Ife is a fearless and dedicated advocate who centres her client’s needs.
Ife successfully completed her pupillage at 1MCB Chambers in December 2022. Ife’s practice encompasses criminal defence, actions against the police, human rights and civil liberties, and housing. She also accepts instructions in public law, international human rights and family matters.
Ife is frequently instructed on cases that give rise to issues of systemic discrimination, anti-Blackness and racial trauma.
In crime, Ife deals with youth, magistrates and Crown Court matters. She has particular expertise defending vulnerable defendants, including those with severe and complex mental health issues and drug addiction, and is often found making successful applications for adjournments to assess her client’s fitness to plead or fitness to stand trial. She has also represented victims of trafficking and child criminal exploitation. She has also dealt with Crown Court appeals.
She is regularly instructed in cases involving allegations of assaults on emergency workers cases in the Crown Court, in which she is able to contextualise her client’s experience and ensure it is at the heart of the case, as well as successfully bringing up issues like racial trauma. One such case in which she relied on a racial trauma expert led to the prosecution offering no evidence against her youth client: the case was covered by LAG. Ife is also interested in challenges against the use of police powers at protests and protecting protesters’ rights within a criminal context. Ife is the founding Director of Black Protest Legal Support, an organisation formed to monitor police misconduct at BLM protests in 2020, where she trained legal observers, provided legal assistance and drafted legal advice ‘bust cards’ that were handed out directly to activists. She has been invited to many seminars to discuss her work on protest and human rights including the DFF Fund, Reb Law Conference and the Law Centre conference.
Ife is also well versed in defending applications for Criminal Behaviour Orders and ensuring her clients’ human rights are upheld. This has led to many wide-reaching conditions being removed from the order. She has also represented high profile drill rappers challenging alleged breaches of their criminal behaviour orders. She has also successfully resisted disproportionate terms in Sexual Risk Orders.
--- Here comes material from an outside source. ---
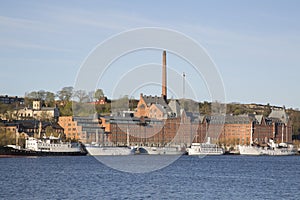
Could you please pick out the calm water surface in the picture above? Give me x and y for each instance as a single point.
(211, 177)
Her background in international human rights law, youth work and her work as a cultural and Black-British English independent researcher makes her qualified to advise on these matters within a criminal context and she was appointed a UN Human rights Fellow in 2020 focusing on the human rights situation of people of African Descent in the UK.
Ife has represented clients in civil actions against the police matters including cases involving unlawful stop and searches. She also accepts instructions in inquests and public inquires. She supported the inquest legal team for Blessing Olusegun and is a part of the Justice for the Chis Kaba Campaign. Ife has an ongoing interest in Article 2 inquests since supporting the Sarah Reed Campaign which meant spending time with the family and the inquest legal team. Due to her criminal practice, she is used to dealing with drafting witness questions to put forward her client’s case in cross examination and also dealing with disclosure and unused material to find any points that can assist her client’s case. Her experience as a criminal trial advocate makes her well suited to jury trial advocacy at inquests and means that she has the skills required for inquiry work.
Examples of Ife’s work include:
R v Z (Youth Court) [2022]
Ife successfully applied to vacate a guilty plea and set down a trial with a racial trauma expert listed to demonstrate in her client’s state of mind at time of the arrest. Ife then drafted detailed representations to the Crown, which were read on the day of trial. The Crown offered no evidence shortly afterwards.
R v W (Magistrates court) [2022]
Ife drafted a skeleton argument focusing on breaches of PACE in the ID procedures used to identify her client. The CPS reviewed the skeleton argument and immediately offered no evidence to the charge in light of the breaches .
R v L (Magistrates Court) [2022]
Successfully raised issue of language injustice in closing speech as Crown sought to rely on a non-Jamaican patois speaker’s wrong interpretation of a word used by the defendant. Client was found not guilty.
R v X (Youth Court) [2022]
Youth client was spared a mandatory custodial sentence for possession of a knife after the judge read Ife’s sentencing note, which detailed her client’s adverse life circumstances and set out submissions on the harm a custodial sentence would have on his health and life outcomes. Ife also highlighted the issue of racial disparity in the youth custodial estate. The judge noted that Ife’s written submissions were extremely helpful.